Total nucleic acid from virus-infected Vero E6 cells was used to optimize TaqMan-minor groove binder (MGB) real-time RT-qPCR assays. A 10-fold dilution series of nucleic acid was used to perform analytical experiments with 60 replicates used to confirm assay LODs. Serum and whole blood spiked with 10-fold dilutions of PTV and PICV virus were assessed as matrices in a mock clinical context. The Cq, or cycle at which the fluoresce of each sample first crosses a threshold line, was determined using the second derivative method using Roche LightCycler 480 software version 1.5.1. Digital droplet PCR (ddPCR) was utilized to quantitatively determine RNA target counts/μl for PTV and PICV.
Optimized PTV and PICV assays had LODs of 1000 PFU/ml and 100 PFU/ml, respectively, and this LOD was confirmed in 60/60 (PTV) and 58/60 (PICV) positive replicates. Preliminary mock clinical LODs remained consistent in serum and whole blood for PTV and PICV at 1000 PFU/ml and 100 PFU/ml. An exclusivity panel showed no cross reaction with near neighbors.
PTV and PICV Taq-man MGB based real-time RT-qPCR assays developed here showed relevant sensitivity and reproducibility in samples extracted from a variety of clinical matrices. These assays will be useful as a standard by researchers for future experiments utilizing PTV and PICV as infection models, offering the ability to track infection and viral replication kinetics during research studies.
对诸如裂谷热病毒(RVFV)和拉沙病毒(LASV)等高生物安全病原体的研究成本高昂、具有潜在危险性,并且仅限于特定机构。用于RVFV感染的替代病原体如蓬塔托罗病毒(PTV)以及用于LASV感染的替代病原体如皮钦德病毒(PICV),使得研究能够在更宽松的生物安全二级(BSL-2)条件下进行。尽管PTV和PICV被用作感染模型,但它们没有用于检测和定量发病机制的标准实时逆转录定量聚合酶链反应(RT-qPCR)检测方法。PTV也是一种人类病原体,因此标准化的检测方法对于生物监测至关重要。在此,我们通过优化检测条件并测量检测限(LOD)以及在多种临床样本中的性能,开发并鉴定了针对PICV和PTV的两种实时RT-qPCR检测方法。

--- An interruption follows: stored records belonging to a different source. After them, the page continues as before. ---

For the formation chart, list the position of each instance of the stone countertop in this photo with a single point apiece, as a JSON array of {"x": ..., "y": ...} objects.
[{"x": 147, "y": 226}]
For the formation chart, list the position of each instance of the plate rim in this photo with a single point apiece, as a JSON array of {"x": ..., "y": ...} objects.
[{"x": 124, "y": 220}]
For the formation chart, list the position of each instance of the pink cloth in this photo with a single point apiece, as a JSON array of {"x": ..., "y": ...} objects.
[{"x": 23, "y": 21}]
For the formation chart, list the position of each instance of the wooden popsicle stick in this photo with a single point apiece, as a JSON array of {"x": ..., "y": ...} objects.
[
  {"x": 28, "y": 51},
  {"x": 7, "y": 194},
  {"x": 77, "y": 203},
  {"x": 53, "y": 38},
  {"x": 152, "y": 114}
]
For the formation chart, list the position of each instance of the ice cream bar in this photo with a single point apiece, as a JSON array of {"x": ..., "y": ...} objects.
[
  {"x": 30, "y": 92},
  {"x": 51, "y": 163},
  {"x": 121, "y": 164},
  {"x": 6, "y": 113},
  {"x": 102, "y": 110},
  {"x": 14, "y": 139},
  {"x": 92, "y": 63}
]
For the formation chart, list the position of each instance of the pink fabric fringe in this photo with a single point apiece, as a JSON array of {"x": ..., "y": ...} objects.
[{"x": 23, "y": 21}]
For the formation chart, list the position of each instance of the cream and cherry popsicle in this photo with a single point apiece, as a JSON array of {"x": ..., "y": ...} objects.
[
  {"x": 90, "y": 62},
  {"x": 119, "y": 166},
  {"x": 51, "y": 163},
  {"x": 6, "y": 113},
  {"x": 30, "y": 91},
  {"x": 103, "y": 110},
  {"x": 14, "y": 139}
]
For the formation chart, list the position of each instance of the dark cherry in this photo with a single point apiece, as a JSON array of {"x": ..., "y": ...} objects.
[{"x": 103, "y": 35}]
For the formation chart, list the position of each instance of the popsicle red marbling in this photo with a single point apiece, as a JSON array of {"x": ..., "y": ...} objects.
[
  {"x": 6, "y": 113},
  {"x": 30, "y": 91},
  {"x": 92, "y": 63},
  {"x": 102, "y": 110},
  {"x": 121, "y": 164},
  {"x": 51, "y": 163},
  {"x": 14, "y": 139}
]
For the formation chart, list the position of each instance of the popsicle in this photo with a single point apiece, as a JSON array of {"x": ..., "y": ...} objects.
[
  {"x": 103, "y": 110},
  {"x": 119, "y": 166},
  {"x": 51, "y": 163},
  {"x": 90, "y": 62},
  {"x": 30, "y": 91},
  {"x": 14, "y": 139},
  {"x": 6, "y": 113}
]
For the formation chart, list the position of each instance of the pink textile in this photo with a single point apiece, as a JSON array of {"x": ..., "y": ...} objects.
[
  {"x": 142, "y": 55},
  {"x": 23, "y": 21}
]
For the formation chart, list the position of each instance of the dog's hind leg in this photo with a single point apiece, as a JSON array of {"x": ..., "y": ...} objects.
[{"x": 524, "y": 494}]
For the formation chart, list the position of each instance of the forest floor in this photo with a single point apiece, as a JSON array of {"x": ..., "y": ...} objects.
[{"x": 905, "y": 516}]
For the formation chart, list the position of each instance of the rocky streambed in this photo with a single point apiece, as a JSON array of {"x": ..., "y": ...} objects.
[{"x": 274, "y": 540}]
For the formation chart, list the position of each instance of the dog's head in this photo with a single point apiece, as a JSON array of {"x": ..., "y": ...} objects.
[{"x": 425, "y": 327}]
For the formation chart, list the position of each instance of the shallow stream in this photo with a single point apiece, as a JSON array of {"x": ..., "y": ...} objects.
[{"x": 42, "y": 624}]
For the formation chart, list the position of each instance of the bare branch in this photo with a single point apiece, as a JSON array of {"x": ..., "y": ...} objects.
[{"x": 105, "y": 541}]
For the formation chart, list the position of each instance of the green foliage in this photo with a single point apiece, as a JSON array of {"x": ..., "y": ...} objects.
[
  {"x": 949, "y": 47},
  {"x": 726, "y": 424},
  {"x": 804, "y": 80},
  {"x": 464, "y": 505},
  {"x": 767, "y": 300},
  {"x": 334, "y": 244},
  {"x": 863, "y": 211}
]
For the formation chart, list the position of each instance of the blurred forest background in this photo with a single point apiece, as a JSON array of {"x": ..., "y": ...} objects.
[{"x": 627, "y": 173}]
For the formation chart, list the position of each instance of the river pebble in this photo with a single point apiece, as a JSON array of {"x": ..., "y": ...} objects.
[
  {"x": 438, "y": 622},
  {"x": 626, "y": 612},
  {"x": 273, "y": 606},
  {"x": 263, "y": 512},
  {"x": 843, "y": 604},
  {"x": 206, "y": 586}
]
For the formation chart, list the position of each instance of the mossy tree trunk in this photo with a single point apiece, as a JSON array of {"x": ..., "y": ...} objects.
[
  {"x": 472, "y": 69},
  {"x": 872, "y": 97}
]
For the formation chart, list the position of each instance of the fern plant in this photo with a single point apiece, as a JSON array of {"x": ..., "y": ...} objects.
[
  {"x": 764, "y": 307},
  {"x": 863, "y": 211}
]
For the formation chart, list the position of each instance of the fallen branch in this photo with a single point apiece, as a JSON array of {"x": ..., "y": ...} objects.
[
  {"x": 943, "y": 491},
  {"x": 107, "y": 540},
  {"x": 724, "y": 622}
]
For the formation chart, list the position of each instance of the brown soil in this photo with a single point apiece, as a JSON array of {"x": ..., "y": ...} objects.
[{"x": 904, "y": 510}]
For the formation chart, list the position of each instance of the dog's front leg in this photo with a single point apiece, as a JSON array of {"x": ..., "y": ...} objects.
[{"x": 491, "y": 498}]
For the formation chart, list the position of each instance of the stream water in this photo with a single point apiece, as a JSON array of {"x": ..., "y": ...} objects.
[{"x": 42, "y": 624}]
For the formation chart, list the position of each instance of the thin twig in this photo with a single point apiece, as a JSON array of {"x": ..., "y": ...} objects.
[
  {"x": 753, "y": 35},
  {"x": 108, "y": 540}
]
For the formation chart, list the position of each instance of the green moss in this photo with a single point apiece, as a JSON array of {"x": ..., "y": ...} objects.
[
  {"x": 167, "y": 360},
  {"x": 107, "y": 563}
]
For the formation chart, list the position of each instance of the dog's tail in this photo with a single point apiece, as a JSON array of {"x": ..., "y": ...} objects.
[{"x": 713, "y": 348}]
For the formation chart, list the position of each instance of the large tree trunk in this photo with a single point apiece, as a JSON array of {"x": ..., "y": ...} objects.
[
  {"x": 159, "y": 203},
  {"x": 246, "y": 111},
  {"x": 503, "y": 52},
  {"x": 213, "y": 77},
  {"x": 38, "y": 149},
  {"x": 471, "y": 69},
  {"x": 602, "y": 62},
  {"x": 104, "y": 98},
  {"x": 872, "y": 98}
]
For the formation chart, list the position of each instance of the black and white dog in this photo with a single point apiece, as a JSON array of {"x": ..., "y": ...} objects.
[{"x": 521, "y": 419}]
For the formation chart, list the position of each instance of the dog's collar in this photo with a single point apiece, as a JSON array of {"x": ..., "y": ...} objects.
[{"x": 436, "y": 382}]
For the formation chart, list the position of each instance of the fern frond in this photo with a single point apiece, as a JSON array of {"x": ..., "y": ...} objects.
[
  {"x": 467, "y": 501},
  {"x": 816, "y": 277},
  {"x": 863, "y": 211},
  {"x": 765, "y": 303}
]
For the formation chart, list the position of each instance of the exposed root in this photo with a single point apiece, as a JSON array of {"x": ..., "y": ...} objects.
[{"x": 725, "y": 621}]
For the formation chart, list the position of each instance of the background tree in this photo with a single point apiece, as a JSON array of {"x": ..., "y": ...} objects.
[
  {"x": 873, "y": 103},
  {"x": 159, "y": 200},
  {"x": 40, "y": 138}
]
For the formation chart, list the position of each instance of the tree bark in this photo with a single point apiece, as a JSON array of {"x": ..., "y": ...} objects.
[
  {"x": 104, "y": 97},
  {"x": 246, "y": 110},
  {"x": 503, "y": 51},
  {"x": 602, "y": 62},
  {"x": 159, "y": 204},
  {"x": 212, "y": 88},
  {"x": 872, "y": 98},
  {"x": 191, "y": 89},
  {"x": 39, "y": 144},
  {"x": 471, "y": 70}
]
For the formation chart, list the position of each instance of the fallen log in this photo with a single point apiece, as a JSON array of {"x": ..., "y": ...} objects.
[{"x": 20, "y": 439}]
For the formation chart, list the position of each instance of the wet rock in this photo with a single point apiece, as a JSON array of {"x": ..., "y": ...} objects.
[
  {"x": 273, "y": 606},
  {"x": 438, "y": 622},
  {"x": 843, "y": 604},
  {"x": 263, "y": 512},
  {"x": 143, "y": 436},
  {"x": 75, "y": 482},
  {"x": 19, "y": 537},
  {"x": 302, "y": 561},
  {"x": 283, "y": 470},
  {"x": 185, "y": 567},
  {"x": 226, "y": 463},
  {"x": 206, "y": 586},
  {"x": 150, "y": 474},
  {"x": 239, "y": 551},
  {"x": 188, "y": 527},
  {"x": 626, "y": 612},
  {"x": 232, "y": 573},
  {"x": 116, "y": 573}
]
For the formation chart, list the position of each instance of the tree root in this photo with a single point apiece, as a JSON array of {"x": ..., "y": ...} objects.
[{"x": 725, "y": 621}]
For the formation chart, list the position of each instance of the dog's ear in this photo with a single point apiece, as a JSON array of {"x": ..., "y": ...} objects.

使用来自病毒感染的非洲绿猴肾细胞(Vero E6)的总核酸来优化TaqMan小沟结合剂(MGB)实时RT-qPCR检测方法。使用10倍稀释系列的核酸进行分析实验,共60个重复样本用于确认检测限。将添加了10倍稀释的PTV和PICV病毒的血清和全血作为模拟临床样本进行评估。使用罗氏LightCycler 480软件版本1.5.1的二阶导数法确定每个样本荧光首次越过阈值线时的循环数(Cq)。利用数字液滴聚合酶链反应(ddPCR)定量测定PTV和PICV的RNA靶标计数/微升。
优化后的PTV和PICV检测方法的检测限分别为1000 PFU/ml和100 PFU/ml,并且在60/60(PTV)和58/60(PICV)个阳性重复样本中得到了确认。PTV和PICV在血清和全血中的模拟临床初步检测限在1000 PFU/ml和100 PFU/ml时保持一致。特异性检测显示与近缘病毒无交叉反应。
在此开发的基于PTV和PICV Taq-Man MGB的实时RT-qPCR检测方法在从多种临床样本中提取的样本中显示出相关的灵敏度和可重复性。这些检测方法将为研究人员在未来利用PTV和PICV作为感染模型的实验中提供标准,使其能够在研究过程中追踪感染和病毒复制动力学。